There have been moments when in my head I maybe screaming “nooooooooo!!!” but on the outside I am very tactfully and professionally dissuading a client from committing a design crime. Here’s my latest installment of design crimes, fonts edition.
I am a type nerd. I can tell you why I like certain fonts. Certain font choices evoke a specific feeling or time period. Font choices should be taken seriously. Despite of, or maybe because of, the myriad* of typefaces out there, it has led to the overuse of certain fonts. Some of the worst offenders appear below.
Probably no other typeface causes as much derision among designers as this one. What started as a font designed for computer-based applications for children back in the 90s, has turned into a very much overused font equivalent of baby talk. It is hugely popular and very recognizable, but movements have started over banning its use.
Personally, I think there are much better fonts that evoke a child-friendly look that aren’t as massively overused. Go to a few sites aimed at children and you will see Comic Sans used about 85% of the time. Dare to be different. Find another playful font if you have a website aimed at children (or their parents).
And never, ever use it for any business communication. Don’t write a business letter using it. Don’t use it for signage. There is no reason that this typeface should be used to represent a business. Unless you want your business to have the professional appearance of a lemonade stand.
Verdict: It’s the font equivalent of baby talk.
Some of the biggest offenders are wellness and health sites. I estimate 8 out of 10 wellness websites will use Papyrus somewhere. If it’s not in their logo, it’s going to be used liberally throughout the site. I’m not sure why it has been picked up by this particular business segment, but boy, has it ever. It isn’t that I really dislike this typeface, if I was doing a paper on ancient Egypt I would totally use it for the cover.
Because of it’s overuse, if you’re a wellness, holistic, or health business I recommend finding another typeface if only to stand out from the rest.
Verdict: It’s the font equivalent of paper soaked in tea and singed at the edges to resemble parchment.
Also found on awards and certificates of achievement in place of actual calligraphy. I know, you think it’s “formal.” It’s not. Many of the letters are hard to read. Is that a capital “T” or a “Z”. No, it’s the number two. Maybe an “I”?
Verdict: It’s the font equivalent of parachute pants and acid wash jeans.
I understand that there is the tendency to associate a hand written font with intimacy or a personal touch. How many handwritten letters does anyone get nowadays? And when did people stop signing their holiday cards? I mean, really is it asking for too much not to have everything pre-printed?!

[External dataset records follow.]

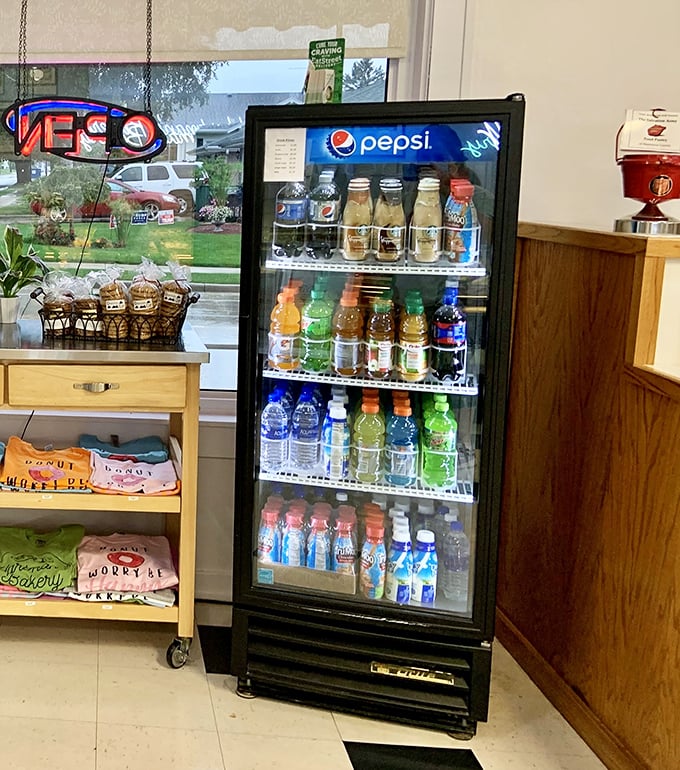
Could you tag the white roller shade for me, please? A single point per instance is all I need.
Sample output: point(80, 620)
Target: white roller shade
point(194, 30)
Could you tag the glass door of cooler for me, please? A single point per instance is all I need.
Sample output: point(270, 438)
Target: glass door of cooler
point(375, 386)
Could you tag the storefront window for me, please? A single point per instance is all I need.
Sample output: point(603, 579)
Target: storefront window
point(77, 224)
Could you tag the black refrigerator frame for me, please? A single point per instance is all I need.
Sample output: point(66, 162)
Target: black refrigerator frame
point(426, 668)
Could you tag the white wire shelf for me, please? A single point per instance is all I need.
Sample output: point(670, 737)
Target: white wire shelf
point(338, 265)
point(428, 386)
point(461, 493)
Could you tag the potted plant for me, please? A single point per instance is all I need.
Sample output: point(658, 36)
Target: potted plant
point(17, 270)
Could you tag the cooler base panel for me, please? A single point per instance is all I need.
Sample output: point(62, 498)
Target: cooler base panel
point(426, 682)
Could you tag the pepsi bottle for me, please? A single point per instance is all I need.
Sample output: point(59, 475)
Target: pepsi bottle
point(323, 217)
point(289, 220)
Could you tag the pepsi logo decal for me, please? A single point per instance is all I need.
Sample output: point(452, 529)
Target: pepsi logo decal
point(341, 143)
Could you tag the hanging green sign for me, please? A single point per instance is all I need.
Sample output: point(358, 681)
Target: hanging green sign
point(323, 83)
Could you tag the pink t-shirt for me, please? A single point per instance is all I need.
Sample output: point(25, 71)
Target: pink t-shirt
point(125, 563)
point(125, 477)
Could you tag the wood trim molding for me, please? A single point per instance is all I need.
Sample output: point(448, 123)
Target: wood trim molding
point(601, 740)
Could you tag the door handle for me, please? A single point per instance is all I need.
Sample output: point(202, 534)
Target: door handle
point(96, 387)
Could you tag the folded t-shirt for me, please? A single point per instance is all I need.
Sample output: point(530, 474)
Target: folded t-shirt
point(149, 449)
point(45, 470)
point(125, 477)
point(124, 562)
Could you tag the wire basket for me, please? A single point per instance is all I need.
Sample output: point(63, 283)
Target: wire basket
point(92, 324)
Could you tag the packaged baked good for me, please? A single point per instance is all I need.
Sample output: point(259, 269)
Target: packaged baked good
point(113, 299)
point(113, 294)
point(86, 309)
point(145, 300)
point(57, 304)
point(175, 292)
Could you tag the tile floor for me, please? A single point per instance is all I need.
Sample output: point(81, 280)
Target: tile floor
point(87, 696)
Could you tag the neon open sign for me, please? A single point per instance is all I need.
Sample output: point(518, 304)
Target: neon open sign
point(81, 130)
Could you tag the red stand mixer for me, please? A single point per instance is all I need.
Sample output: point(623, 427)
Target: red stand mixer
point(649, 178)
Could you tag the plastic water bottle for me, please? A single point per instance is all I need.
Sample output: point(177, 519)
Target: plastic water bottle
point(318, 544)
point(424, 588)
point(323, 217)
point(399, 567)
point(289, 220)
point(456, 563)
point(268, 537)
point(372, 563)
point(305, 434)
point(336, 442)
point(293, 540)
point(274, 428)
point(401, 447)
point(344, 549)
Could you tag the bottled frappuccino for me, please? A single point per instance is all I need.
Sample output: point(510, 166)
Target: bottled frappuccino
point(426, 222)
point(389, 222)
point(356, 221)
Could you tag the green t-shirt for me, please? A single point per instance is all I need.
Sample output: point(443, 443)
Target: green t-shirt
point(39, 561)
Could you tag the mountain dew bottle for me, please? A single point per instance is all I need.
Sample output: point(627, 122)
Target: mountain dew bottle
point(315, 332)
point(439, 447)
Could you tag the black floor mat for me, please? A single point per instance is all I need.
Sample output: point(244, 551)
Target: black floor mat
point(216, 648)
point(378, 756)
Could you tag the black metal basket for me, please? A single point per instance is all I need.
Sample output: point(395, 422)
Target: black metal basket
point(117, 327)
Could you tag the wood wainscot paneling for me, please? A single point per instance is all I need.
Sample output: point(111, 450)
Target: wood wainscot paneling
point(589, 568)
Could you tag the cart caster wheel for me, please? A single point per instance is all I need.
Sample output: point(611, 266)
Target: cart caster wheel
point(244, 690)
point(178, 653)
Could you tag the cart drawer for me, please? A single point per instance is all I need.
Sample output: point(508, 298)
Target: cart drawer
point(156, 388)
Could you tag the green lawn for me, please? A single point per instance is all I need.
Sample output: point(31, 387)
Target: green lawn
point(158, 243)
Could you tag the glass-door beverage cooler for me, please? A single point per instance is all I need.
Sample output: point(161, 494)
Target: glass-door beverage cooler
point(376, 290)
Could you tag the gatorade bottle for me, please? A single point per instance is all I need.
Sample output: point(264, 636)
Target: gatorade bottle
point(315, 333)
point(379, 339)
point(448, 335)
point(401, 447)
point(399, 567)
point(293, 540)
point(461, 224)
point(439, 447)
point(346, 336)
point(368, 440)
point(412, 351)
point(318, 544)
point(344, 550)
point(284, 331)
point(268, 542)
point(372, 563)
point(425, 568)
point(323, 217)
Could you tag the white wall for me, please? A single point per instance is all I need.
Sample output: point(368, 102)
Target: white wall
point(580, 64)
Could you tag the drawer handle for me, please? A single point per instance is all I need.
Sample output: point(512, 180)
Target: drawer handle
point(96, 387)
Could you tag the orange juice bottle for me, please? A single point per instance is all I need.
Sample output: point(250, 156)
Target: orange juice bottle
point(412, 352)
point(284, 331)
point(347, 336)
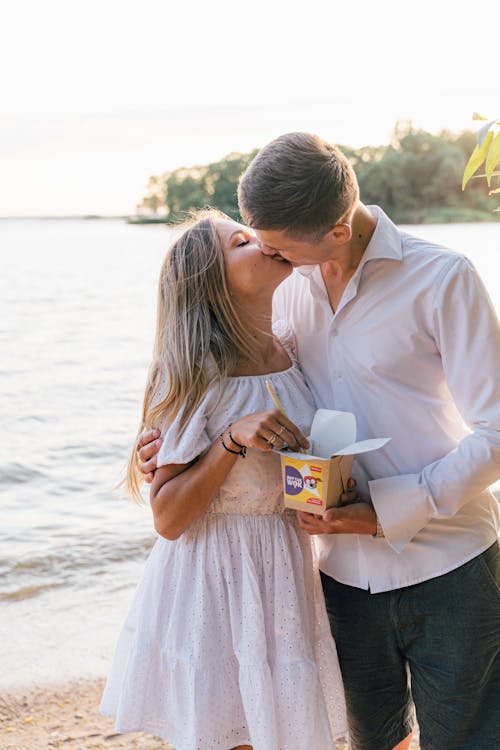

Where was I? Oh yes, the warm familiar fuzzy feeling of handwritten text. It’s a nice concept but this is the wrong typeface to accomplish that. Readability issues complicate using it for more than a headline text. In general, handwritten style fonts are difficult to design around.
Verdict: Font equivalent of that guy that can’t take a hint that you’re not interested.
These are not the only fonts that have issues. With so many typefaces to choose from, it might be tempting to use what other are using. That’s not always a wise choice. There are other design crime fonts edition to be discussed in the future.
*For the record, Myriad is a safe font choice.